Validity is an Imperfect Measurement – Testing: A Personal History

Some things bear repeating like this line from a November post on tbhis blog:

“Validity is the “cardinal virtue in assessment” noted Bob and two other former colleagues Linda Steinberg, & Russell Almond, in 2003. ” There are some disagreements about validity among psychometricians; some think that the test should be tested for validity, not just its score. Harvey Goldstein articulates the protest well at this link:

“After all, if we make claims to be able to measure some very subtle mental processes, why do we seem to have given up on measuring the validity of those same instruments? In fact, it has not always been so. Historically, there have been attempts to produce ‘validity coefficients’ for tests, based upon association measures such as correlations with other tests or judgements
made concurrently or in the future of an individual’s life. I will refer to these as
‘associational validity’ and they include ‘concurrent validity’, ‘predictive validity’,
etc. The striking thing about the current consensus definition is that psychometrics
appears to have given up on attempts to provide quantitative measures of validity.”

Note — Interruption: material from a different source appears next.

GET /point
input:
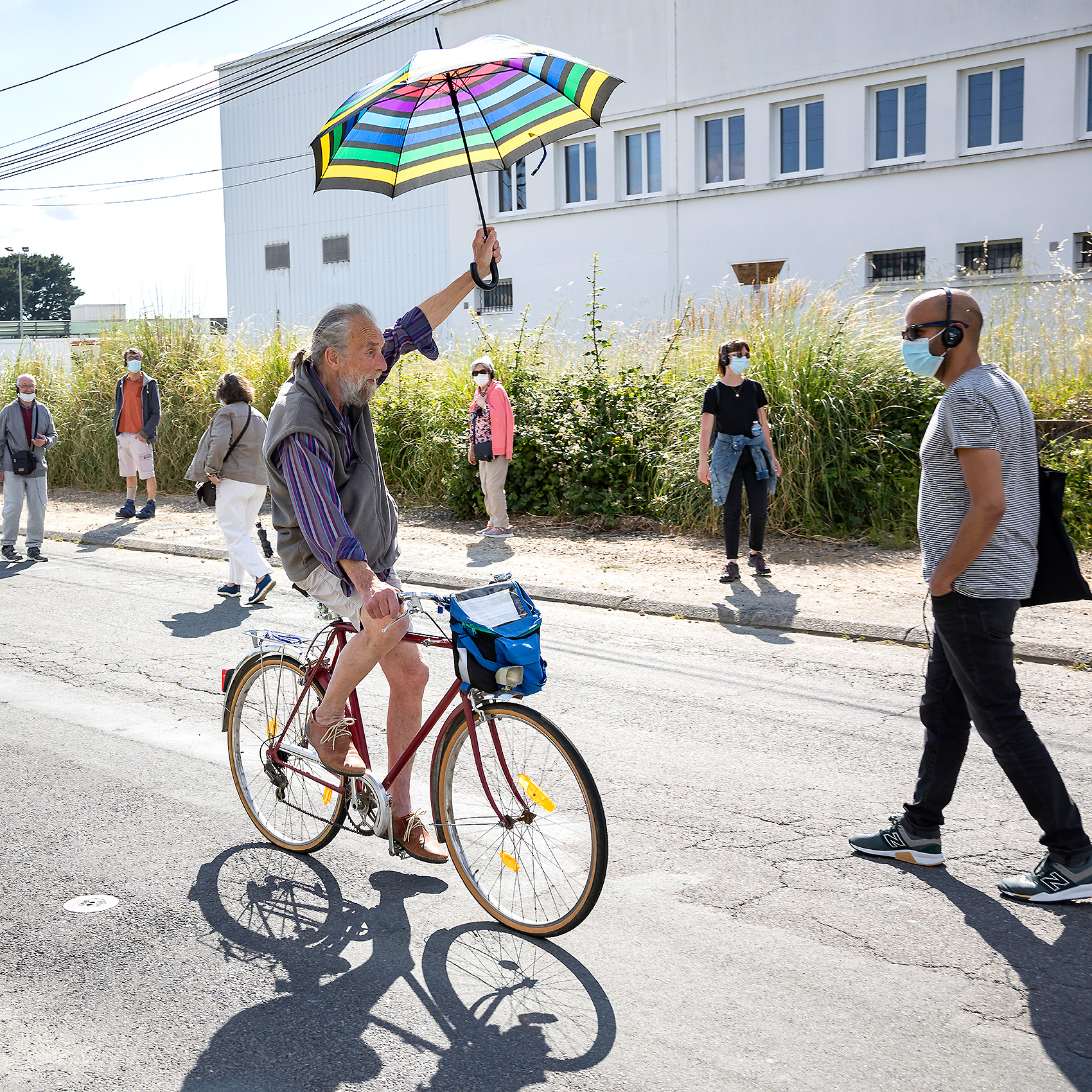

That argument about whether validity is a measure of a score or a test or both is for others much more expert than I am, but the idea of tests that appear in their design to lack validity is of great interest.

If you Google “the worst educational tests”, this link from USAToday pops up of a 2018 article about the disparity in test performance by state. Massachusetts is first and that interested me because they spend a great deal of time and money (redundant, I know: time is $$$) on the design of their own statewide tests. The article notes appropriately that ” Parent education levels, for example, which are among the best predictors of student success, are among the highest in Massachusetts.” However, Massachusetts beats out three other states with greater parent education levels. I wonder if the superiority of their assessment design plays a role. California ranking 35th might argue against that idea as they obsess about test design in Sacramento. But Massachusetts engages independent assessments of their Comprehensive Assessment System or MCAS. Those reports at this link here suggest such attention might make a difference.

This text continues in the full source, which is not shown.